Davon Fleming, “The Voice” contestant whose earthy, jazz inspired rendition of Amy Winehouse’s Me & Mr. Jones at the Oct. 2 NBC singing competition’s ‘blind audition,’ got all four coaches to spin their red chairs around and hit the red buzzer signaling their desire to have the Baltimore resident on their team, would love to win the competition, but more importantly, wants to inspire people to dream, succeed and prosper.
“I had a lot of faith,” a grateful and exuberant Fleming told The Northwest Voice a few days after he secured a spot on Jennifer Hudson’s team. “You have to have confidence for competitions like this. It’s like a master class of life. You’re learning. I came to the competition not looking for validation. But here I am. It’s the most I’ve been vulnerable and transparent and authentic.”
And to what does he give a lot of credit for his early training? The instruction and support he received at Milford Mill Academy.
Fleming, 26, grew up in Park Heights, attended Pimlico Middle School and graduated from Northwestern High School. But Northwestern didn’t have a choir and he was looking to satisfy an itch to sing. He had heard the highly talented Milford Mill Concert Chorale perform around town (“I didn’t know they could sing like that!” he says). So after meeting then director Thaddeus Price, Fleming scooted out of work study a little early to hop a bus for Milford’s after-school choir rehearsals and get classical training. “Mr. Price saw enough in me and taught me how to read music and other musical elements.”

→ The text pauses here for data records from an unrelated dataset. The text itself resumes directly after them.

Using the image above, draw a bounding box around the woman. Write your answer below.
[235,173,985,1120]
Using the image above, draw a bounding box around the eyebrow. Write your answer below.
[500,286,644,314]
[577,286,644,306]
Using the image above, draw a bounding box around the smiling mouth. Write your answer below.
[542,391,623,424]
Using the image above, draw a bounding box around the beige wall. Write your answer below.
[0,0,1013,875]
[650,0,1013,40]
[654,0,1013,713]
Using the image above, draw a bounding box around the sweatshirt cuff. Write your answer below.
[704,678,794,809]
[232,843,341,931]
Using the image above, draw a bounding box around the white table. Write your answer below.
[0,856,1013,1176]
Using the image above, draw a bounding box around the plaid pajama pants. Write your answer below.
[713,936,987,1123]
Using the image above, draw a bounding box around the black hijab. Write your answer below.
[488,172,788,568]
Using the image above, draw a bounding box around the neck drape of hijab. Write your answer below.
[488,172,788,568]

Fleming grew up in a Christian household with five siblings, incuding his twin, Tavon, and a cousin who his mother raised—all of them with musical talents. His parents made their priorities clear: God first, education second and music third. He remembers as a young boy watching his mother sing in church. “The feeling drew me in and I started to build a relationship with God and music.”
Over the years, music has always been a passion and a career. During his high school days, he worked at the Harborplace Fudgery, where employees sing to customers while stirring the fudge. He interned in Baltimore City’s Law Department and had a short tenure at Johns Hopkins Hospital.
Still intent on keeping his hands in music, Fleming served as artistic director for a youth outreach program, Partners in Progress, in which he participated as a teen. Currently, he serves as a worship leader at Beth-El Temple Church of Christ, and assists with the music arrangements for the choir.
It was his work on BET’s Sunday Best with internationally known gospel entertainers such as Kirk Franklin, Mary Mary, Kim Burrell and the Clark Sisters, that Fleming says catapulted his career. “That was my introduction to the world,” he says. “I did a lot of traveling, vocal arranging for artists and a lot of studio work.”
His journey to The Voice began with a reluctant decision to attend the open-call auditions held in Baltimore in February. Fleming was weary from a recent trip to Italy and Switzerland for a performance with the local Serenity Singers, and from singing on the backup choir for Grammy nominee Chrisette Michelle’s performance at the presidential inauguration in January. But fortunately, he beat out thousands at the audition, got the red card for a return tryout, and eventually made it to Los Angeles, accompanied by his mom, Dorothy Ellen, and a friend, Pherron Fowler. The two could be seen backstage giving high fives to each other and Voice host Carson Daly with their shoes, in response to Hudson throwing her shoe on the stage impressed by Flemings’ performance.
What’s it like behind the scenes of The Voice? Fleming could not share details, but says he appreciates that the coaches are respectful, personable and genuine. He is relishing the moments and enjoying the big stage. “With The Voice, I am able to touch so many platforms from gospel to rock to country. There are so many people from different walks of life that I can touch.
“It feels so amazing. I have the opportunity to use this platform to be an inspiration to people. You can be what you want to be and do what you want to do.”
Fleming is in Baltimore until it is time to return to Los Angeles for the battle rounds, which pits blind audition winners against each other. He’ll be ready to rock the house for Team Jennifer. “No matter how big I get or how far I go I will be the same funny kid from Baltimore. I struggle like you.” But, he says, “I’m going to represent home.”